For example, instead of providing the same reward without exception when the condition (i) is met, a process may be executed in which a greater reward is provided when the absolute value of the difference between the torque Trq and the torque command value Trq* is small than when the absolute value is great. Also, instead of providing the same reward without exception when the condition (i) is not met, a process may be executed in which a smaller reward is provided when the absolute value of the difference between the torque Trq and the torque command value Trq* is great than when the absolute value is small.

For example, instead of providing the same reward without exception when the condition (ii) is met, a process may be executed in which the reward is varied in accordance with the acceleration Gx. Also, instead of providing the same reward without exception when the condition (ii) is not met, a process may be executed in which the reward is varied in accordance with the acceleration Gx.

In the above-described embodiments, the reward r is provided according to whether the drivability-related standard is met. Instead, the reward may be set according to whether the standard of, for example, noise or vibration intensity is met.
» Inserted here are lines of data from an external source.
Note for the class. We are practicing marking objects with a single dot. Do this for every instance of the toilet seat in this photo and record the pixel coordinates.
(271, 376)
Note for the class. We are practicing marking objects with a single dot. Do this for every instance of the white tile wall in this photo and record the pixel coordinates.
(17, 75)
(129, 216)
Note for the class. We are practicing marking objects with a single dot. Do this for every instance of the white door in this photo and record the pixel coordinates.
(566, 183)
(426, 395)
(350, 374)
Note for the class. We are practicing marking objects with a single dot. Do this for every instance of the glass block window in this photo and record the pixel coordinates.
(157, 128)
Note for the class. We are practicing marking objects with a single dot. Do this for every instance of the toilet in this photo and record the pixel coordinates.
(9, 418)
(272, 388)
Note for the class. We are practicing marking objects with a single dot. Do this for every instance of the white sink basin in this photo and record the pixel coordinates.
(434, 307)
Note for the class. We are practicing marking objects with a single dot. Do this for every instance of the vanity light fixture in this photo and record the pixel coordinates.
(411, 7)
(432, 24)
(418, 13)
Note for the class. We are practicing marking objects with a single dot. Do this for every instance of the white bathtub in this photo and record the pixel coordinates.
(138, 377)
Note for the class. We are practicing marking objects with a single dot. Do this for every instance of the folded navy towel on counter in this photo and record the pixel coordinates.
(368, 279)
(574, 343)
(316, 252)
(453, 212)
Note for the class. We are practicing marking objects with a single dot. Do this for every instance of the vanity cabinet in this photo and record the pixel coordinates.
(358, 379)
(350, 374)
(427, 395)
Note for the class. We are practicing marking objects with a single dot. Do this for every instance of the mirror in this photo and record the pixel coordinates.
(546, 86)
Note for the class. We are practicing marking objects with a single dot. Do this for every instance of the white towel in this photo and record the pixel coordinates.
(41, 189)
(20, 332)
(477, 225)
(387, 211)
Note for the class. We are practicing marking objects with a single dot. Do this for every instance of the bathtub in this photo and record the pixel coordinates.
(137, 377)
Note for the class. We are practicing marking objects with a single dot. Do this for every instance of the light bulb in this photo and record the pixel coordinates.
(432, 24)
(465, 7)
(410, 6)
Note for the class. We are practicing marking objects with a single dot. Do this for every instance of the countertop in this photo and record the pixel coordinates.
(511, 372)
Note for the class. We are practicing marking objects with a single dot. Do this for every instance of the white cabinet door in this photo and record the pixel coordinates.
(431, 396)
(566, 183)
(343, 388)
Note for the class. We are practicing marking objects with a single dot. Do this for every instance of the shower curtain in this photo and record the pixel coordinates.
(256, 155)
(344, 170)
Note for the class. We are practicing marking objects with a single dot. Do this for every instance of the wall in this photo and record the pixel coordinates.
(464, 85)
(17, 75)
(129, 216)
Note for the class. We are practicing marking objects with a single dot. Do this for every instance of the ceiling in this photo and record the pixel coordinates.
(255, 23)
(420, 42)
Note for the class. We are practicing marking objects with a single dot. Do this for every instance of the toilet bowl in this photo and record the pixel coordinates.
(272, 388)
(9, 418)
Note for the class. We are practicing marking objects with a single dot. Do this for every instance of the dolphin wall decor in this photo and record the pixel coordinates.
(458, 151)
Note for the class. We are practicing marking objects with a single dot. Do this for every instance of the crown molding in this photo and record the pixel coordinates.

Alternatively, the reward may be set according to whether one or more of four drivability-related standards is met which include whether the standard of the acceleration is met, whether the standard of the followability of the torque Trq is met, whether the standard of noise is met, and whether the standard of vibration intensity is met.

The reward calculating process is not limited to a process of providing the reward r according to whether the drivability-related standard is met. Instead, for example, the reward calculating process may be a process that provides a greater reward when the fuel consumption rate meets a standard is met than the fuel consumption rate does meet a standard. Alternatively, for example, the reward calculating process may be a process that provides a greater reward when the exhaust characteristic meets a standard than when the exhaust characteristic does not meet the standard. The reward calculating process may include two or three of the following processes: the process that provides a greater reward when the standard related to drivability is met than when the standard is not met; the process that provides a greater reward when the fuel consumption rate meets the standard than when the energy use efficiency does not meet the standard; and the process that provides a greater reward when the exhaust characteristic meets the standard than when the exhaust characteristic does not meet the standard.

For example, when the current value of the solenoid valve of the transmission 50 is used as the action variable as described in the Regarding Action Variable section above, the reward calculating process simply needs to include one of the three processes (a) to (c).

(a) A process that provides a greater reward when time required for the transmission to change the gear ratio is within a predetermined time than when the required time is exceeds the predetermined time.

(b) A process that provides a greater reward when the absolute value of the rate of change of the rotation speed of the transmission input shaft 52 is less than or equal to an input-side predetermined value than when the absolute value exceeds the input-side predetermined value.

(c) A process that provides a greater reward when the absolute value of the rate of change of the rotation speed of the transmission output shaft 54 is less than or equal to an output-side predetermined value than when the absolute value exceeds the output-side predetermined value.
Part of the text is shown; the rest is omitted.